🤖 AI Summary
This work addresses the inefficiency and limited structural modeling capacity of conventional crystal generation methods that rely on computationally expensive equivariant graph neural networks. The authors propose a lightweight diffusion Transformer that replaces high-dimensional one-hot encodings with subatomic tokenization and introduces a Geometry-Enhanced Module (GEM) to directly inject periodic geometric information from minimum-image pairs into the attention mechanism. This approach preserves the computational efficiency of standard Transformers while effectively integrating crystallographic chemistry and spatial symmetry.
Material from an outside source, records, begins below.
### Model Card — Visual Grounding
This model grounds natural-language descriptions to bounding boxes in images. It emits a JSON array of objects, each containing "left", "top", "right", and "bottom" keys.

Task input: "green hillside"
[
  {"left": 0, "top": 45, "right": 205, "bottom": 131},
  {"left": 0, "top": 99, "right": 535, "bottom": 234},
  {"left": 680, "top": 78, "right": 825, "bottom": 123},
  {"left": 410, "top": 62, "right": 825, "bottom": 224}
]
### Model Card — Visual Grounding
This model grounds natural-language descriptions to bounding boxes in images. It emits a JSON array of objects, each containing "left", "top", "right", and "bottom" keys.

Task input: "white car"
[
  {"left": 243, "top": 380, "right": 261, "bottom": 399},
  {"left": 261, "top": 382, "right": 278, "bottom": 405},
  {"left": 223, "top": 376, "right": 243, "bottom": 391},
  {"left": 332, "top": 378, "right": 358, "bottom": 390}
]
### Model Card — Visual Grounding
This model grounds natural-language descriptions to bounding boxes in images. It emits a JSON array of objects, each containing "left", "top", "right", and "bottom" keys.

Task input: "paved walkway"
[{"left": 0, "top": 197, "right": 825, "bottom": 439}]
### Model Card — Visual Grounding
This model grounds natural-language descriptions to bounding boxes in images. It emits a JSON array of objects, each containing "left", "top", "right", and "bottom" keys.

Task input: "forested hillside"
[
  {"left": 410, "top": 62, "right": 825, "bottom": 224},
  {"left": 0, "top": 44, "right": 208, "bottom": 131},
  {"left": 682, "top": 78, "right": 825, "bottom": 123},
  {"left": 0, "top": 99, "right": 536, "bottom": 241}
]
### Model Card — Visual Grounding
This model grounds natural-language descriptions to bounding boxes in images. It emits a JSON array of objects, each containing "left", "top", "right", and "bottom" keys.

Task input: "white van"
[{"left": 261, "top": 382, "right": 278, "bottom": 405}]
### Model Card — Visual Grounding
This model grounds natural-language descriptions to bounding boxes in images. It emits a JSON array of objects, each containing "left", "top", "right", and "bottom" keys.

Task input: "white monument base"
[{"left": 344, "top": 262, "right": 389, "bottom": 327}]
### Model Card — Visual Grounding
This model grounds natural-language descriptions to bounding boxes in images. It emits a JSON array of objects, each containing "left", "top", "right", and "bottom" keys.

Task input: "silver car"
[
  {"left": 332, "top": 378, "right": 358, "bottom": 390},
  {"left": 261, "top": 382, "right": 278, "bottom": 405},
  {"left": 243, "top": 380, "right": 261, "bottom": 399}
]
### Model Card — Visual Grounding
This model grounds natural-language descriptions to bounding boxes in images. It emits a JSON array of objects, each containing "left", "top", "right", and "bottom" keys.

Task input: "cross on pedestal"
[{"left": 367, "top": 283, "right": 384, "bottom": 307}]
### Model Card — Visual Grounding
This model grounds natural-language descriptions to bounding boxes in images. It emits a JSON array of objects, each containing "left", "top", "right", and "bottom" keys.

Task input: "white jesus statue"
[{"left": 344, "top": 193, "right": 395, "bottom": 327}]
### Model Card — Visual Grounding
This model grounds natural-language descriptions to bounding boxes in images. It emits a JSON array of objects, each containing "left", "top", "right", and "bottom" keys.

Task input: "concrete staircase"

The method achieves state-of-the-art performance in both crystal structure prediction and ab initio generation tasks, attaining the highest S.U.N. discovery score and demonstrating significantly faster sampling speeds compared to existing geometry-intensive baselines.
📝 Abstract
Generative models for crystalline materials often rely on equivariant graph neural networks, which capture geometric structure well but are costly to train and slow to sample. We present Crystalite, a lightweight diffusion Transformer for crystal modeling built around two simple inductive biases. The first is Subatomic Tokenization, a compact chemically structured atom representation that replaces high-dimensional one-hot encodings and is better suited to continuous diffusion. The second is the Geometry Enhancement Module (GEM), which injects periodic minimum-image pair geometry directly into attention through additive geometric biases. Together, these components preserve the simplicity and efficiency of a standard Transformer while making it better matched to the structure of crystalline materials. Crystalite achieves state-of-the-art results on crystal structure prediction benchmarks, and de novo generation performance, attaining the best S.U.N. discovery score among the evaluated baselines while sampling substantially faster than geometry-heavy alternatives.